The neonatologist in the future needs to have a strong clinical foundation to continue learning and to practice medicine during the exciting changes that will occur during the 21st century. Our faculty and fellows practice at different NICUs (level III/IV). Care is provided for all types of patients ranging from normal deliveries to critically ill newborns who are transferred to our hospital requiring cardiac surgery or ECMO. We believe that using Evidence-based medicine and understanding research techniques and strategies will provide tools for the candidate to understand the medical literature and to develop approaches to answer new questions to advance the care of newborns.

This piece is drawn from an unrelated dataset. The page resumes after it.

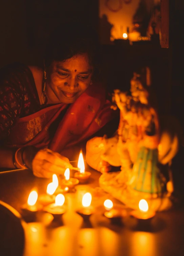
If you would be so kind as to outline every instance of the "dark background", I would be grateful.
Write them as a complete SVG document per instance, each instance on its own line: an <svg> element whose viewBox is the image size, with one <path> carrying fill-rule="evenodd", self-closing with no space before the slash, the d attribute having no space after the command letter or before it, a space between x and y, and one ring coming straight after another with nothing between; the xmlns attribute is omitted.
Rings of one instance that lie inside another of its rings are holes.
<svg viewBox="0 0 184 256"><path fill-rule="evenodd" d="M183 129L184 1L170 2L169 48L161 48L158 40L102 45L102 74L110 92L126 90L134 70L149 66L160 113L177 117ZM99 29L98 0L6 0L0 12L0 67L15 61L42 66L49 33L63 21L79 20ZM183 155L177 157L174 162L179 168ZM182 179L179 182L182 187Z"/></svg>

The fellowship training program in Neonatal-Perinatal Medicine is a three-year program accredited by the Accreditation Council for Graduate Medical Education (ACGME). There is full salary support for all three years. Dr. Vineet Bhandari is Director of the Division of Neonatology and Dr. Anja Mowes is the training Program Director. Our program accepts four first year fellows each year.
The Fellowship Program's mission is to prepare trainees for a career in academic Neonatal-Perinatal Medicine. We accomplish this goal by offering exposure to a large, diverse population of patients along with in depth training in research design, techniques, and hypothesis generated experiments. If interested, fellows are guided through the steps in preparing a grant.
Our training program consists of 12-15 months of clinical service (including 1 month of Maternal Fetal Medicine, 1 month of Cardiology/Cardiothoracic Surgery), 15- 19 months for research, and time in continuity clinic. Each year, the fellow has 4 weeks for vacation.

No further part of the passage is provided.